Booth and Chapman say that parthenogenesis is probably much more common than scientists realize, but it’s hard to study because it’s usually only identified by accident. It’s rare to have an extensive database of genetic information about all the members of any species living in the wild. Parthenogenesis is more likely to be spotted in animals in captivity, says Chapman, because they are more carefully monitored. “If you have a cage full of females and there’s a baby, that’s a big red flag that maybe you should do some genetic testing,” he says.

Plus, because parthenotes often look normal, there’s no easy way to identify them in the wild. Had the zoo’s chicks been born anywhere else, scientists would have never suspected the circumstances of their births.

Why their mothers reproduced asexually, even though they had access to male partners, isn’t clear. Animals that experience parthenogenesis often have reproduced sexually in the past and go on to do so again in the future. Chapman suspects it might just happen every now and then, producing a few chicks here and there in a population that’s also reproducing sexually. It’s just harder to notice it when male condors are present. “I don't want to call this an accident,” says Ryder. Because it happened in two different nests, in two different places, at two different times, he thinks this is a recurring phenomenon.
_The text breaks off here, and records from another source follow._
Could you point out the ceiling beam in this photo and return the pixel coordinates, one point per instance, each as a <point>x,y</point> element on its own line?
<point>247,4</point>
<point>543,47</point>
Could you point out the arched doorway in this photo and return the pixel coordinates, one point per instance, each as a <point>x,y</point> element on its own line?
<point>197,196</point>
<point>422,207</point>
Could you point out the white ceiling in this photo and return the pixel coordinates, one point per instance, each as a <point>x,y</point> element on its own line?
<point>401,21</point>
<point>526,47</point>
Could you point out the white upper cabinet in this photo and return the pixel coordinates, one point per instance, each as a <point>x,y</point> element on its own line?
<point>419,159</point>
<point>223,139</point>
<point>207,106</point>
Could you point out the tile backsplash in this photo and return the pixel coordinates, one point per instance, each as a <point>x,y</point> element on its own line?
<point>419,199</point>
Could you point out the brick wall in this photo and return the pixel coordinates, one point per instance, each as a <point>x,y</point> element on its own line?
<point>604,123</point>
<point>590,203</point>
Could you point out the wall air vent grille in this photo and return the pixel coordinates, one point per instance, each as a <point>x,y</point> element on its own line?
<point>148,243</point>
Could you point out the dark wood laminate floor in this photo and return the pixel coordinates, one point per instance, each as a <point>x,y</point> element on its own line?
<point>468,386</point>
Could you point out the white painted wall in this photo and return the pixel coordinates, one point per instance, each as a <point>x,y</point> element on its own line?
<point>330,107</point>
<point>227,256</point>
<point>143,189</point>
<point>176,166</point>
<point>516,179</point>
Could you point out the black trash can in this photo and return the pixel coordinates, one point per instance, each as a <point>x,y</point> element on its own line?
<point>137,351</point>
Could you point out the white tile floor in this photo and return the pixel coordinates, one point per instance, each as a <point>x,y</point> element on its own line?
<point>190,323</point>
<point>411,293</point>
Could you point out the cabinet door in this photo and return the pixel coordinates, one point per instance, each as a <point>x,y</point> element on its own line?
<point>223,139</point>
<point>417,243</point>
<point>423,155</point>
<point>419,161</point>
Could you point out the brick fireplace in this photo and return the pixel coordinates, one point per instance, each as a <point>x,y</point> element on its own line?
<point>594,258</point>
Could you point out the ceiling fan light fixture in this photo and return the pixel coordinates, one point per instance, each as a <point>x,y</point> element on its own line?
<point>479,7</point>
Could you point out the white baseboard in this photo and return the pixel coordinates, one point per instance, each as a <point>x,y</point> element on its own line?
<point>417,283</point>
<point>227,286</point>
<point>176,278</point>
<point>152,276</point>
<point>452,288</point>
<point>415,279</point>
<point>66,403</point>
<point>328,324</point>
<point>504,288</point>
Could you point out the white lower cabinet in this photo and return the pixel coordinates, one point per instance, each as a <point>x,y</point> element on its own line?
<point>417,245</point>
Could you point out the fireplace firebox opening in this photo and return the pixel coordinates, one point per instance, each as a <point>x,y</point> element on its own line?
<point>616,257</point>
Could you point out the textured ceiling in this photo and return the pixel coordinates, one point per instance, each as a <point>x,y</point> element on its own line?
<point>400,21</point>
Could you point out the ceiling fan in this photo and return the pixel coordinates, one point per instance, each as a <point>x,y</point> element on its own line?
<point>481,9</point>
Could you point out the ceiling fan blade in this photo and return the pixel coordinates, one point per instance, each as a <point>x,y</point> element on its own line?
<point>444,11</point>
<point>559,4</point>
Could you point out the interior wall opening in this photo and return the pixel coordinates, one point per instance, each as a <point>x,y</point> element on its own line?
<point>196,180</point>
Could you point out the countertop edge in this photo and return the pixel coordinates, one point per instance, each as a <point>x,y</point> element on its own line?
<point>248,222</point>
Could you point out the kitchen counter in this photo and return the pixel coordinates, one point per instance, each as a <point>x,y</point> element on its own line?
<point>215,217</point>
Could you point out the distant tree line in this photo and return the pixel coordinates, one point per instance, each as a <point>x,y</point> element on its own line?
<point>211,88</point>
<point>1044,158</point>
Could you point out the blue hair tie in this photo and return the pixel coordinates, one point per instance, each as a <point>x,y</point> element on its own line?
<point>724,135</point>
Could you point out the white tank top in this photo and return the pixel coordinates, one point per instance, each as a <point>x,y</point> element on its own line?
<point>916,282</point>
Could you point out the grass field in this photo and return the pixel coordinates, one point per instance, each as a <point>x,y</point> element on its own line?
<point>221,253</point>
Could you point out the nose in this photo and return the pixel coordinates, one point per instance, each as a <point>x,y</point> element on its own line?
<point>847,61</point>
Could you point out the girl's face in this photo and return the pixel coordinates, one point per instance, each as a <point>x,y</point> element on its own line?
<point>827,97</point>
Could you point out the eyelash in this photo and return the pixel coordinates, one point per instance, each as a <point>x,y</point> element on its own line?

What this means for the California condor’s still-diminished population is hard to say. One the one hand, Ryder worries that the gene pool is losing its diversity. But with so few birds left, adding more chicks is critical. The fact that two parthenotes survived past hatching gives Ryder hope that others have survived in the past—unnoticed by scientists—and that condors could benefit from this phenomenon in the future. “It makes me feel more secure that even though their gene pool may be small, that it's sufficient,” he says.